K Is for Knowledge

My mind was drawing a blank on K. All the English words that should begin with K begin with C instead. I could fill a whole month with words: convention, collection, character, colon, critique, computer, creativity, chapter, capitalization, coda, classics, copyright . . .

All I could come up with for K were “kern” (a typographical term) and “knotty” (characteristic of prose that needs to be untangled), neither of which inspired me. “Knotty,” however, got me to thinking about words that begin with K but don’t sound like it. Up popped a granddaddy of writerly clichés: “Write what you know.” Aha! “Knowledge” begins with K!

dog coming down hill

Travvy on a mission

I’m more likely to write what I want to find out, but it’s true, things I know and things I’d forgotten I know keep showing up in my writing.

It’s also true that so far I’ve chosen to set my fiction on Martha’s Vineyard, partly because I know it pretty well and partly because I want to know it better.

Wolfie, the title character of the novel in progress, is based on Travvy, my Alaskan malamute, because Travvy has taught me a fair amount about dogs and dog training and what’s a writer to do with the interesting stuff she’s learned besides write about it?

But I don’t know how to rescue a sixth-grade girl who’s been incested by her stepfather, and I don’t know how the stepfather can look himself in the mirror having done what he’s almost certainly done. That’s part of what I’m trying to find out.

Ursula Le Guin’s essay collection Language of the Night was at hand because I’d quoted it in “J Is for Journey,” so I flipped through a couple of my favorite essays and came to this, in “Talking About Writing”:

I invite  you  to meditate on a pair of sisters, Emily and Charlotte. Their life experience was an isolated vcarage in a small, dreary English village, a couple of bad years at a girls’ school, another year or two in Brussels, which is surely the dullest city in all Europe, and a lot of housework. Out of that seething mass of raw, vital, brutal, gutsy Experiece they made two of the greatest novels ever written: Jane Eyre and Wuthering Heights.

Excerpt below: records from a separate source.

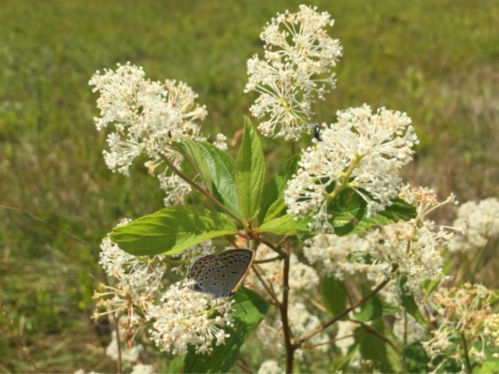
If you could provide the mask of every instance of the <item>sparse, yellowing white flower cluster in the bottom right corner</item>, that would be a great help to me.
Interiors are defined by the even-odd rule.
[[[493,292],[481,284],[465,283],[459,288],[438,288],[432,298],[438,327],[431,331],[429,341],[422,342],[429,357],[444,353],[447,357],[459,359],[460,352],[453,351],[452,339],[466,336],[471,346],[469,355],[477,360],[484,359],[482,328],[485,321],[491,321],[492,296]],[[482,350],[475,348],[474,341],[482,342]]]

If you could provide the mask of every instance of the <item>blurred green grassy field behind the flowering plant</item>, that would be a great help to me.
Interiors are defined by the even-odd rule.
[[[140,162],[130,178],[106,168],[93,72],[129,60],[185,81],[207,106],[204,132],[231,139],[255,98],[243,89],[262,26],[301,2],[1,1],[0,204],[86,243],[0,208],[0,371],[115,370],[110,327],[90,320],[97,247],[163,194]],[[344,47],[317,122],[365,102],[406,111],[421,139],[406,179],[461,202],[499,197],[499,1],[310,4],[333,15]],[[275,170],[279,144],[264,143]]]

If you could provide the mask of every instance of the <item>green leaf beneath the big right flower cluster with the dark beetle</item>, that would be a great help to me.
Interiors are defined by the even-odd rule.
[[[415,217],[415,208],[411,204],[398,198],[392,202],[384,211],[367,218],[367,203],[361,195],[354,190],[344,190],[328,206],[328,213],[333,216],[330,222],[335,234],[360,233],[370,230],[374,225],[387,225]]]

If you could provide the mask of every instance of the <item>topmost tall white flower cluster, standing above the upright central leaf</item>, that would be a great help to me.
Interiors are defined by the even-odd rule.
[[[267,23],[260,39],[265,42],[264,58],[247,63],[245,92],[259,96],[250,111],[257,118],[269,116],[258,129],[264,136],[298,140],[310,132],[311,105],[335,88],[331,71],[342,55],[337,39],[327,33],[333,19],[327,12],[301,5],[296,13],[286,11]]]

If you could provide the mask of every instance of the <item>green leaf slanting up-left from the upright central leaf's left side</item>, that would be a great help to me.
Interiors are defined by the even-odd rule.
[[[234,160],[214,145],[193,140],[173,143],[182,156],[196,168],[209,192],[223,205],[241,217],[234,178]]]

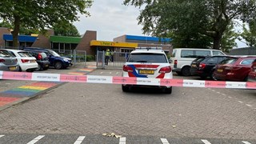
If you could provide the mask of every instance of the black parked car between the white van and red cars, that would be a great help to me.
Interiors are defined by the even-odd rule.
[[[215,66],[222,62],[228,56],[226,55],[219,55],[219,56],[212,56],[212,57],[198,57],[191,62],[190,66],[190,74],[196,74],[200,78],[212,78],[215,70]]]

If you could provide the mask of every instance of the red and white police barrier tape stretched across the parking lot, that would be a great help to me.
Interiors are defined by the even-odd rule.
[[[132,84],[150,86],[180,86],[180,87],[210,87],[256,89],[256,82],[224,82],[224,81],[199,81],[187,79],[159,79],[159,78],[126,78],[116,76],[98,75],[70,75],[0,71],[0,79],[47,81],[47,82],[86,82]]]

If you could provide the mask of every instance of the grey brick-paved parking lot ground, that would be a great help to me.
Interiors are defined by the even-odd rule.
[[[98,69],[89,74],[121,76],[121,73],[122,70]],[[174,78],[198,80],[176,74]],[[1,83],[10,88],[28,82],[1,80]],[[2,87],[1,90],[6,89]],[[102,138],[103,133],[114,133],[125,136],[128,143],[134,137],[136,141],[130,143],[144,143],[143,138],[146,142],[153,138],[151,142],[155,143],[161,143],[160,138],[178,143],[179,140],[203,143],[201,139],[213,139],[212,143],[254,143],[255,130],[254,90],[174,87],[172,94],[148,89],[123,93],[120,85],[66,82],[0,112],[0,131],[6,135],[93,134]],[[109,140],[111,143],[112,138]]]

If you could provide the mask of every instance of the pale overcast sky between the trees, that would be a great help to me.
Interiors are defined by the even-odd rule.
[[[86,30],[97,31],[98,41],[113,41],[113,38],[130,34],[142,34],[142,26],[138,25],[139,10],[134,6],[122,5],[123,0],[94,0],[93,6],[87,9],[90,17],[79,15],[80,21],[74,22],[80,34]],[[246,47],[238,42],[238,47]]]

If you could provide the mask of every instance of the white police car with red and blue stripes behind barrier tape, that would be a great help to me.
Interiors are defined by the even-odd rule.
[[[168,58],[159,48],[136,48],[133,50],[122,67],[122,77],[136,78],[173,78]],[[171,94],[171,86],[142,86],[122,84],[122,91],[130,91],[131,87],[156,87],[166,94]]]

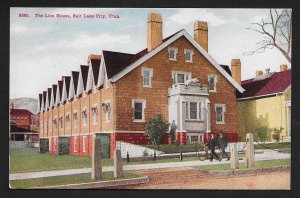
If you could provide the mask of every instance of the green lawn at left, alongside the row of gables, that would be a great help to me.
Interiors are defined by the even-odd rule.
[[[62,170],[91,167],[89,156],[40,154],[37,148],[10,149],[10,173]],[[112,166],[111,159],[102,159],[102,166]]]

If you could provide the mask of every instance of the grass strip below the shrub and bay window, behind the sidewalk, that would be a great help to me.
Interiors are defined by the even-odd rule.
[[[144,147],[147,148],[151,148],[151,149],[156,149],[159,151],[163,151],[165,153],[179,153],[180,150],[182,153],[187,153],[187,152],[196,152],[196,151],[202,151],[203,150],[203,146],[200,144],[185,144],[185,145],[171,145],[171,144],[162,144],[159,146],[156,145],[142,145]],[[151,154],[151,153],[149,153]]]

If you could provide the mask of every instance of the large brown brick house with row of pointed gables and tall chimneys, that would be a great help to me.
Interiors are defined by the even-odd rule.
[[[157,114],[175,121],[181,144],[220,130],[238,140],[240,60],[231,62],[232,77],[208,54],[206,22],[195,23],[194,38],[183,29],[163,39],[161,16],[151,13],[147,33],[146,49],[90,55],[79,72],[39,94],[40,137],[49,152],[64,142],[72,155],[91,155],[94,134],[108,157],[116,141],[149,144],[145,126]],[[162,143],[168,142],[167,133]]]

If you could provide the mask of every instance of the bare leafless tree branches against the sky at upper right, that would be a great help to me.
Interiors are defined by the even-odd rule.
[[[255,28],[246,28],[261,34],[262,40],[256,43],[257,49],[244,53],[253,55],[263,53],[266,49],[276,48],[291,62],[292,47],[292,10],[270,9],[268,19],[261,19],[260,23],[251,23]]]

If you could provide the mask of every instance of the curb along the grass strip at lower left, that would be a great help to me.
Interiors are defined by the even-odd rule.
[[[133,179],[120,179],[120,180],[111,180],[111,181],[100,181],[100,182],[89,182],[89,183],[80,183],[80,184],[65,184],[57,186],[43,186],[36,187],[31,189],[91,189],[91,188],[107,188],[115,186],[125,186],[125,185],[134,185],[134,184],[145,184],[149,182],[149,177],[139,177]]]

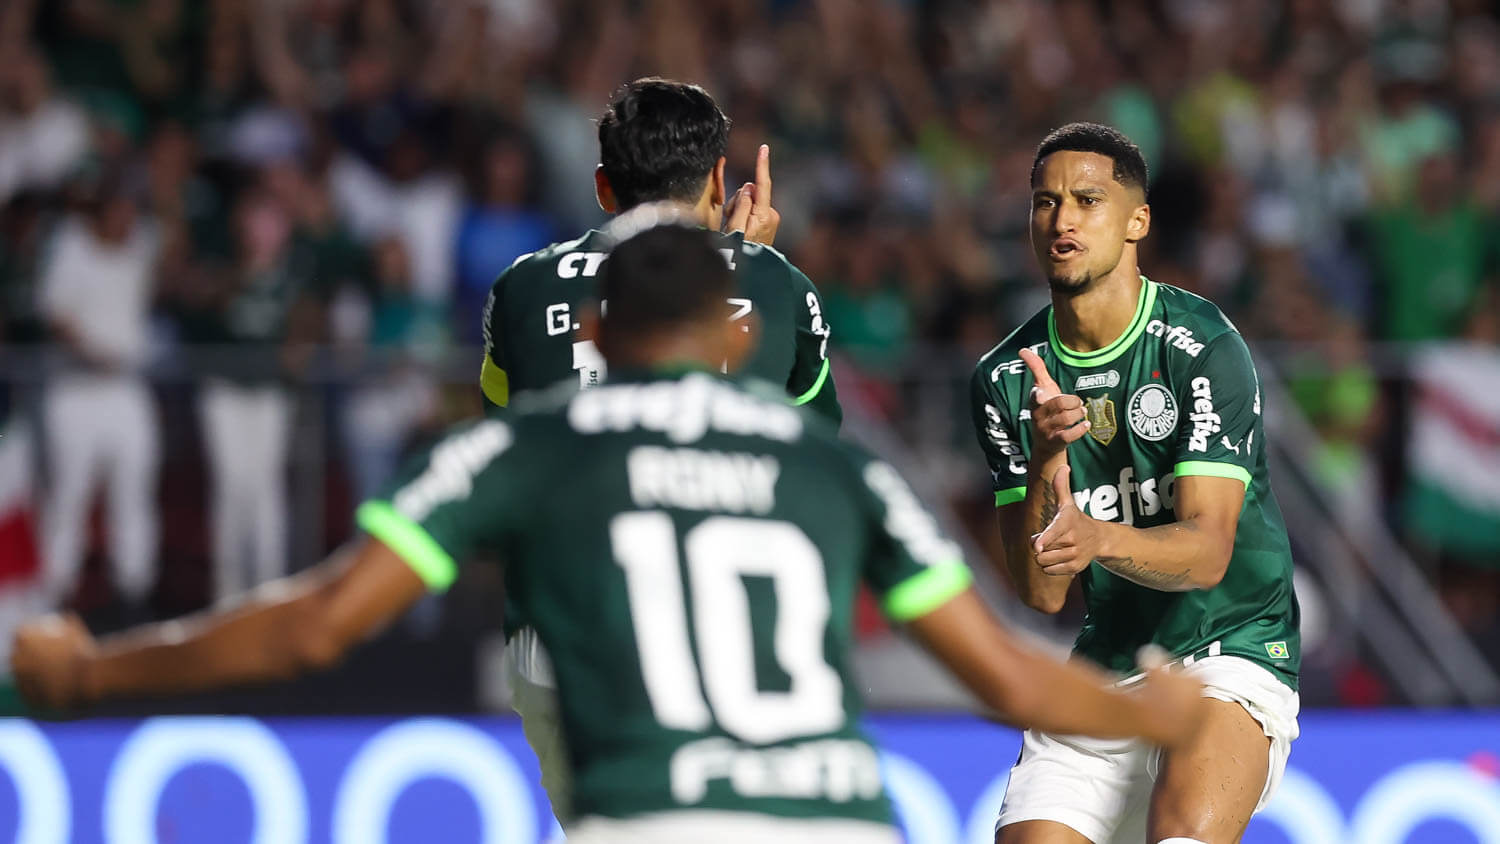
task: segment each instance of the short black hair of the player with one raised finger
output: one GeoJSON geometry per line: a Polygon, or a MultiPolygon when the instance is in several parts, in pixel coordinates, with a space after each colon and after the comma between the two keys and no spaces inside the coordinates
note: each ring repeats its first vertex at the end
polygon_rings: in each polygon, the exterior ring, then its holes
{"type": "Polygon", "coordinates": [[[598,163],[622,208],[698,199],[729,148],[729,118],[699,85],[646,76],[621,87],[598,118],[598,163]]]}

This struck me with special force because I’d recently watched To Walk Invisible, Sally Wainwright’s wonderful film about the Brontë sisters, Emily, Charlotte, and Anne.

Le Guin goes on:

Now of course they were writing from experience; writing about what they knew, which is what people always tell you to do; but what was their experience? What was it they knew? Very little about ‘life.’ They knew their own souls, they knew their own minds and hearts; and it was not a knowledge lightly or easily gained.

A writer can learn plenty by doing research, whether this involves extensive reading or spending time in a place or interviewing lots of people. But to do justice to all this knowledge, she has to know her own soul, her own mind and heart. That’s what enables her to make sense of her research, to understand or create characters that are not like her at all.